Un nuevo estudio proporciona la evidencia más sólida hasta la fecha de que el cáncer es extremadamente inusual en las tortugas, un hallazgo que podría ofrecer pistas valiosas para prevenir o combatir el cáncer en los seres humanos.
Si bien los resultados de investigaciones anteriores ya hacían sospechar que el cáncer es poco común en las tortugas, el nuevo análisis muestra que solo alrededor del 1% de los individuos se ven afectados, un porcentaje muy inferior al que se da en los mamíferos o en las aves. Además, cuando aparece un tumor en una tortuga, casi nunca se propaga.

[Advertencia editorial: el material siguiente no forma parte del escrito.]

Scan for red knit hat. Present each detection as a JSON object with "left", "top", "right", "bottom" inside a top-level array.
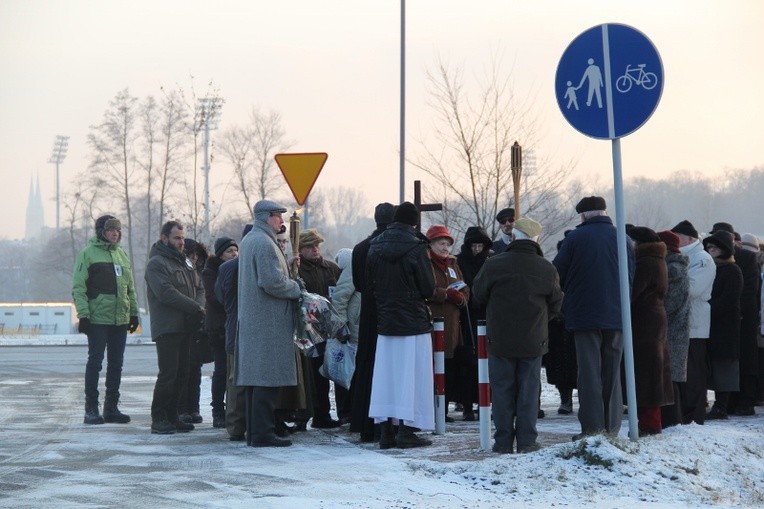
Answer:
[
  {"left": 427, "top": 224, "right": 454, "bottom": 246},
  {"left": 658, "top": 230, "right": 680, "bottom": 253}
]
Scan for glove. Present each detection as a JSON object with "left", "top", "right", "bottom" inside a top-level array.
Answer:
[
  {"left": 185, "top": 309, "right": 204, "bottom": 333},
  {"left": 446, "top": 288, "right": 464, "bottom": 307},
  {"left": 127, "top": 316, "right": 140, "bottom": 334},
  {"left": 77, "top": 318, "right": 90, "bottom": 334}
]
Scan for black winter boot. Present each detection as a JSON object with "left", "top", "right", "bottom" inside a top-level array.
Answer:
[
  {"left": 83, "top": 396, "right": 103, "bottom": 424},
  {"left": 103, "top": 394, "right": 130, "bottom": 424},
  {"left": 395, "top": 423, "right": 432, "bottom": 449}
]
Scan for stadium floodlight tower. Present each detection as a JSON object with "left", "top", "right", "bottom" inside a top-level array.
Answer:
[
  {"left": 196, "top": 96, "right": 223, "bottom": 242},
  {"left": 48, "top": 134, "right": 69, "bottom": 232}
]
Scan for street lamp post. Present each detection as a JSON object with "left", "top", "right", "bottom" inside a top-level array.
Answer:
[
  {"left": 48, "top": 134, "right": 69, "bottom": 232},
  {"left": 196, "top": 96, "right": 223, "bottom": 241},
  {"left": 510, "top": 142, "right": 523, "bottom": 219}
]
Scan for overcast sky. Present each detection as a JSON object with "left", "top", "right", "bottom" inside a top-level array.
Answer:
[{"left": 0, "top": 0, "right": 764, "bottom": 238}]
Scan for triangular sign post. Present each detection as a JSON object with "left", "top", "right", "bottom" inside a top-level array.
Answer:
[{"left": 274, "top": 152, "right": 329, "bottom": 205}]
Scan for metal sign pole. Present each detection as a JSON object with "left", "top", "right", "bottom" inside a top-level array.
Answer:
[{"left": 612, "top": 138, "right": 639, "bottom": 440}]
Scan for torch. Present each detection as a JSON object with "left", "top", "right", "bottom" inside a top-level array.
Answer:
[
  {"left": 289, "top": 209, "right": 302, "bottom": 278},
  {"left": 510, "top": 142, "right": 523, "bottom": 219}
]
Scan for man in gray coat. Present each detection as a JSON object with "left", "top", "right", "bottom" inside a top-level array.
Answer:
[
  {"left": 472, "top": 217, "right": 562, "bottom": 454},
  {"left": 234, "top": 200, "right": 300, "bottom": 447},
  {"left": 145, "top": 221, "right": 204, "bottom": 435}
]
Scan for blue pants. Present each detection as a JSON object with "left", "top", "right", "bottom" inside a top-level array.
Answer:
[
  {"left": 85, "top": 324, "right": 127, "bottom": 399},
  {"left": 488, "top": 355, "right": 541, "bottom": 449},
  {"left": 573, "top": 329, "right": 623, "bottom": 435}
]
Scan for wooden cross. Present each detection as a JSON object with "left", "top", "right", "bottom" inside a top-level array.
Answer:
[{"left": 414, "top": 180, "right": 443, "bottom": 231}]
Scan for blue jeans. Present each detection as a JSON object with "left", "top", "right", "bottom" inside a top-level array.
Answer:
[{"left": 85, "top": 324, "right": 127, "bottom": 399}]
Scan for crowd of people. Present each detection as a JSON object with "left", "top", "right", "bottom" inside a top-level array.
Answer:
[{"left": 73, "top": 196, "right": 764, "bottom": 454}]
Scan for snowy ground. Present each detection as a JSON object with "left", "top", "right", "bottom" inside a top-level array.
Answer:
[{"left": 0, "top": 340, "right": 764, "bottom": 509}]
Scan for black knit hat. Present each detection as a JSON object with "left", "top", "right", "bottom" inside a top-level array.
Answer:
[
  {"left": 711, "top": 219, "right": 735, "bottom": 235},
  {"left": 95, "top": 214, "right": 122, "bottom": 240},
  {"left": 671, "top": 219, "right": 698, "bottom": 239},
  {"left": 464, "top": 226, "right": 493, "bottom": 249},
  {"left": 374, "top": 202, "right": 395, "bottom": 226},
  {"left": 393, "top": 201, "right": 419, "bottom": 226},
  {"left": 215, "top": 237, "right": 239, "bottom": 258},
  {"left": 703, "top": 230, "right": 735, "bottom": 260},
  {"left": 496, "top": 207, "right": 515, "bottom": 222},
  {"left": 626, "top": 226, "right": 661, "bottom": 244},
  {"left": 576, "top": 196, "right": 607, "bottom": 214}
]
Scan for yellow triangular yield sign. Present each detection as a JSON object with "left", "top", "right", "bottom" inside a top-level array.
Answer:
[{"left": 274, "top": 152, "right": 329, "bottom": 205}]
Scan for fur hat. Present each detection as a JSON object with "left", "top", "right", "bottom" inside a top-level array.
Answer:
[
  {"left": 300, "top": 228, "right": 324, "bottom": 249},
  {"left": 215, "top": 237, "right": 239, "bottom": 258},
  {"left": 658, "top": 230, "right": 680, "bottom": 253},
  {"left": 703, "top": 230, "right": 735, "bottom": 260},
  {"left": 254, "top": 200, "right": 286, "bottom": 223},
  {"left": 711, "top": 219, "right": 735, "bottom": 235},
  {"left": 96, "top": 214, "right": 122, "bottom": 237},
  {"left": 334, "top": 247, "right": 353, "bottom": 270},
  {"left": 671, "top": 219, "right": 698, "bottom": 239},
  {"left": 374, "top": 202, "right": 395, "bottom": 226},
  {"left": 740, "top": 233, "right": 761, "bottom": 252},
  {"left": 515, "top": 217, "right": 543, "bottom": 240},
  {"left": 496, "top": 207, "right": 515, "bottom": 223},
  {"left": 464, "top": 226, "right": 493, "bottom": 249},
  {"left": 626, "top": 226, "right": 661, "bottom": 244},
  {"left": 426, "top": 224, "right": 454, "bottom": 246},
  {"left": 576, "top": 196, "right": 607, "bottom": 214},
  {"left": 393, "top": 201, "right": 419, "bottom": 226}
]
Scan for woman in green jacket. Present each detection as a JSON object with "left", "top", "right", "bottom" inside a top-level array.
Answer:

El estudio es obra de un equipo integrado, entre otros, por Scott Glaberman, de la Universidad de Birmingham, y Ylenia Chiari de la Universidad de Nottingham, en el Reino Unido ambas instituciones. Se contó además con la colaboración de diversos parques zoológicos.
Las tortugas son conocidas por su larga esperanza de vida, y muchas superan los cien años de edad. Por regla general, cuantos más años se vive, mayor es el riesgo de que aparezca el cáncer, ya que ello se traduce en más oportunidades para que algo salga mal en la maquinaria celular. Pero las tortugas parecen desafiar este patrón.